To be clear – you want to help people solve a problem, so pain points are KEY in sales. You know this. But what you might not know is that while creating your buyer persona you should be thinking “Who has this problem that I can solve,” NOT “Which job title should I sell to.” The former is powerful, and the latter is just lazy.
Problem 4 – You don’t USE your buyer personas
You know the drill. At the beginning of Q1 sales leaders get over-zealous about the year ahead. They workshop a few buyer personas, polish the docs, put a bow on them, and then put them in a file folder never to be seen again. This begs the question: What’s the point in building a buyer persona if you don’t use it?
I won’t beat a dead horse here, as there’s really not much to say other than use your buyer personas once you make them!
Problem 5 – You don’t make an Anti-buyer persona (you have to make these)

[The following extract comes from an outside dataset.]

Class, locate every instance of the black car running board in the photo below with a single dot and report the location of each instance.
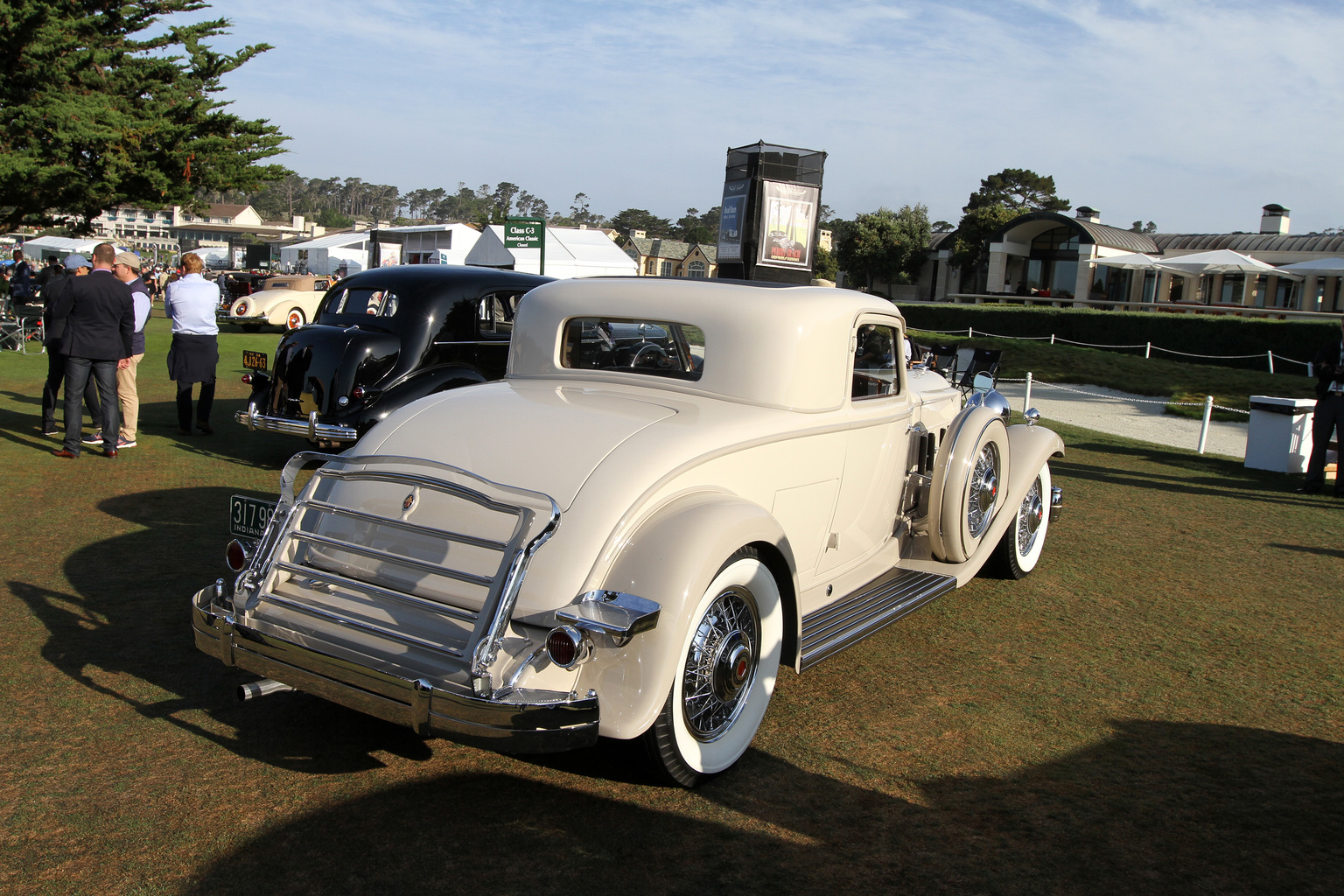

If a buyer persona is the person who is most likely to buy your product, then you could assume the anti-buyer persona is the person who is least likely to buy your product, right? Wrong. The anti-buyer persona is best defined as the person you don’t want buying your product. These are problem customers and clients. They are a) A massive pain in the neck, b) Churn too quickly, c) Don’t pay on time, d) Drain your human resources, or e) all of the above.
Over time, you can get a good idea of who these buyers are. You don’t want these leeches around, especially when there are so many great people out there to sell to. Thankfully, I’ve found that most folks at the top (C-suite) of larger companies are the easiest to work with. Ironically, the lower you go in company size, the more difficult it can be to navigate the business relationship. Let’s be honest, a small business owner’s livelihood is wrapped up in their business “baby”, and they’ll do anything to keep it alive, including calling you day and night and putting impossible demands on your people. Of course, there’s also a lot to love about small businesses, but that’s for another article.
Final Words
It’s possible to craft 2-3 different buyer personas to help increase sales. But if you want to really find your ideal buyer, it’s important that you do your homework. Go through your CRM, talk to existing customers, find out their main pain points, then and only then sit down to workshop the personas.
Remember, one of the worst things you can do is to haphazardly create buyer personas based on your feelings or what you think is right. They must be backed by hard data and tested against the market. Do this and you’ll be lightyears ahead of your competition.